I only found 3 mites in my colonies last year, when in years past I had high mite counts in my colonies, but since going to Mel's tech. I am almost mite free and have been med free for 3 years!


----------



## bevy's honeybees (Apr 21, 2011)

How long can you confine a queen in a hair clip queen catcher? Have it hang between frames for nursebees to take care of her? I'd like to try this during orange blossom nectar flow in spring--or I may start 4 or 5 nuks with queens from my strongest hives--that might get a higher honey crop from original hive? I am blessed, my bee's honey is selling more than I have harvested so far. I have 8 hives and just finished my second year. 

A side track; I have 2 hives that lost queens somehow and made their own queen, and this happened in October for one and November for the other. I am in SW Fl, is it not a good thing for those colonies come spring?


----------



## ralittlefield (Apr 25, 2011)

Delta Bay said:


> To get the very best results out of the brood break it is important that all brood is capped at the start date. You can not get a decent break by just caging the queen when their is open brood of all stages unless you extend the time she is caged.

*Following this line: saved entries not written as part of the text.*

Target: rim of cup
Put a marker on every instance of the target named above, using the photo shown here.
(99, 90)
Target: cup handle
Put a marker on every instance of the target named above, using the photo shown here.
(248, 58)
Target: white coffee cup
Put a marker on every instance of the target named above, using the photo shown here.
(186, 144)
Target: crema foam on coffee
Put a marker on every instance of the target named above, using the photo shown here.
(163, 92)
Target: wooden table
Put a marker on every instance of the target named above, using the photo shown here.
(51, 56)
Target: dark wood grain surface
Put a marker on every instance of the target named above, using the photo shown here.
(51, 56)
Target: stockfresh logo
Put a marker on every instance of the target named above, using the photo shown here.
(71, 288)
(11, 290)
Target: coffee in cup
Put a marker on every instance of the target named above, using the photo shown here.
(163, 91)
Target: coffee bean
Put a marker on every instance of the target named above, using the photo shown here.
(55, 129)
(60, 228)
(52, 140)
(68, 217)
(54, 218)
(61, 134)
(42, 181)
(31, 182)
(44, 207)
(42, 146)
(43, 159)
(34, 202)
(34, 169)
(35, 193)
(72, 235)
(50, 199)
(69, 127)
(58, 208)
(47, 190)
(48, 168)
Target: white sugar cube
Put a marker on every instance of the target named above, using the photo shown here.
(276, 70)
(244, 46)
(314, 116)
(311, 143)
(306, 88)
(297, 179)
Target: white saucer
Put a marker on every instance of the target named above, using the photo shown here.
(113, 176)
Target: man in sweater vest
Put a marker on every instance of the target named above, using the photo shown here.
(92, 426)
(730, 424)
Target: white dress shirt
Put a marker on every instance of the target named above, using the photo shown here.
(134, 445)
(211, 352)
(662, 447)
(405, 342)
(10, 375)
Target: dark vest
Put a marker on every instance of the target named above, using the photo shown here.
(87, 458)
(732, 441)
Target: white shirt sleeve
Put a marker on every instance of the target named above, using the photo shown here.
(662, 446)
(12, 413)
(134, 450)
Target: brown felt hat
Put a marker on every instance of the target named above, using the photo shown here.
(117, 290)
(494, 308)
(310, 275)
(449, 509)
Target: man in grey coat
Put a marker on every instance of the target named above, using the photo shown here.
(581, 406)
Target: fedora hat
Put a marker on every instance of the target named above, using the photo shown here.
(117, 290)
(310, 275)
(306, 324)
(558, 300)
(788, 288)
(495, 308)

Excuse my ignorance, but how does one get to the point of no open brood at the *start* of a brood break?


----------



## Omie (Nov 10, 2009)

I generally followed the MDASplitter method this year too, I see the logic in it.
I'm too small scale to see the results much yet, but so far so good. 
Will be able to test it more next year if I have at least two survivor hives from my 5 colonies.


----------